Monday, June 16, 2014

Review: City of Heavenly Fire by Cassandra Clare

In the last installment of Cassandra Clare's bestselling series "The Mortal Instruments", Clary and her friends have to save the world (of course!). They still find the time to agonize over their love lives. go shopping for christmas presents... Even when they find themselves quite literally in hell, they still worry about their relationships, one of them even gets drunk. In real life, these guys wouldn't have lasted a day in that war.

The writing is not terrible, but it isn't exactly good, either. At one point, Clare compared stalactites to "electrified icicles". Ugh.

There's no shortage of corny moments, either. I don't want to spoil too much, but at one point a vampire dies because they were tricked into drinking holy water, and their skin peels back until only the bones are left and then those crumble to ash. That's freaking ridiculous, how on earth am I supposed to take that seriously?

Most of the kissing scenes were boring and read like something out of a fan-fiction.
There's a sex scene, about half-way through the book and I don't like it's handled. I can see why Clare tried to keep it vague, since it still is a YA novel, and you can't put a too explicit sex scene in there. This one's vague enough that it was hard to understand what was going on. I would have preferred it if Clare had made the scene fade to black, like she did in "Clockwork Princess". Also, who the hell packs up for Hell and brings condoms along?
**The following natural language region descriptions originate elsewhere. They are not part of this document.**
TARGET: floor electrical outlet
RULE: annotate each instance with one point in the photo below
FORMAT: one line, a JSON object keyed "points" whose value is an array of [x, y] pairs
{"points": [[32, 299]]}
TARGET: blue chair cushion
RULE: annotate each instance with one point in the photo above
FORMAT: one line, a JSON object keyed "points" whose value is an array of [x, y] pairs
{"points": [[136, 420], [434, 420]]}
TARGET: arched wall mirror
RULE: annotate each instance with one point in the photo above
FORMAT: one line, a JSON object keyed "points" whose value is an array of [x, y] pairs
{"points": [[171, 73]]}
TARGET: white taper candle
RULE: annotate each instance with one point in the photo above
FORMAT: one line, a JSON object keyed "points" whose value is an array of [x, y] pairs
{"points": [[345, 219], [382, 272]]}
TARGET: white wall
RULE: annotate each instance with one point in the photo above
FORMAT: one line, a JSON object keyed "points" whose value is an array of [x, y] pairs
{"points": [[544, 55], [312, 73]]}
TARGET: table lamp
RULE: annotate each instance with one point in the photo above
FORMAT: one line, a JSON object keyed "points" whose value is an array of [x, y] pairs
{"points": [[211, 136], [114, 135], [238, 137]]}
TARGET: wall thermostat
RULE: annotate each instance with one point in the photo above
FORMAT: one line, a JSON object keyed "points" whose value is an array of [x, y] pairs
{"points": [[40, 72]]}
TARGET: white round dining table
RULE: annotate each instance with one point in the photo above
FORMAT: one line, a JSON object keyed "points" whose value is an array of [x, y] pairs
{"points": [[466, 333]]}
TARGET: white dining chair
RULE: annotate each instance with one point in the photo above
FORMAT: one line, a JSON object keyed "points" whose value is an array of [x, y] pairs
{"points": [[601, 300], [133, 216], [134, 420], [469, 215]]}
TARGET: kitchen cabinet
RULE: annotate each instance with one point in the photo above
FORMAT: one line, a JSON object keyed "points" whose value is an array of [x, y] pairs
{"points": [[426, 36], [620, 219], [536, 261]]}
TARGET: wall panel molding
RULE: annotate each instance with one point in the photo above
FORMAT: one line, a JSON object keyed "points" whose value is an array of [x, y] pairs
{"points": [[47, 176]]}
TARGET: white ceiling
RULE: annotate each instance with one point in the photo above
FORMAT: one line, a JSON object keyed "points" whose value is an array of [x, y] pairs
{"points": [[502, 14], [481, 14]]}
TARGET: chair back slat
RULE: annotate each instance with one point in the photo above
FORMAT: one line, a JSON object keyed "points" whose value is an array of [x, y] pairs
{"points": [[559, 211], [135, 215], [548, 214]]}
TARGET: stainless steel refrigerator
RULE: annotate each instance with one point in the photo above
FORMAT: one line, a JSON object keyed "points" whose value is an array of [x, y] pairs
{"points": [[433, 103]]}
Yet, in the words of immortal poets Icona Pop, "I don't care. I love it!"

For all the cheesy and trashy moments, for all the inconsistencies, for all the dumb things the main characters do, I still enjoyed this novel very much. It's a lot of fun, and it kept me hooked (any book that can keep me up until two o'clock twice in a row deserves an honorable mention).

The humor is great, as always, and I even caught myself laughing out loud several times.

I also don't mind all the relationship drama, despite the fact that it is unrealistic. The only couple I cared about in book five were Magnus and Alec, but this time around I found myself rooting for all of them - Jace and Clary, Izzy and Simon, Jocelyn and Luke…
I especially enjoyed the platonic relationships, which were well-developed in this novel. I was glad for the fact that Alec and Jace's friendship and their parabatai bond was expanded upon, since in the previous books almost no details were given about it.

Even tough they sometimes did some pretty dumb things, the characters were very likable. Even Alec, whom I have never liked all that much, became much more fun and interesting in this book, as he finally stood up for himself, instead of spending all his time scowling and wallowing in his insecurities. I am now glad that he and Magnus broke up in the last book, having to go through the pain of heart-break made Alec into a much stronger and interesting character. 
Clary, who in the previous books only had a couple of badass moments and had to be saved more often than not, had some time to train and became an actually skilled warrior. I had fun reading about her, something that didn't happen when I read the previous two books. She's not only powerful, strong and determined. Most of all. she's clever and scheming. I like that in a main character.  

Despite the fact that I know that this book has flaws, I enjoyed it very much, and I still recommend it, if you're in the mood for something fun and adventurous and you like YA and Urban Fantasy.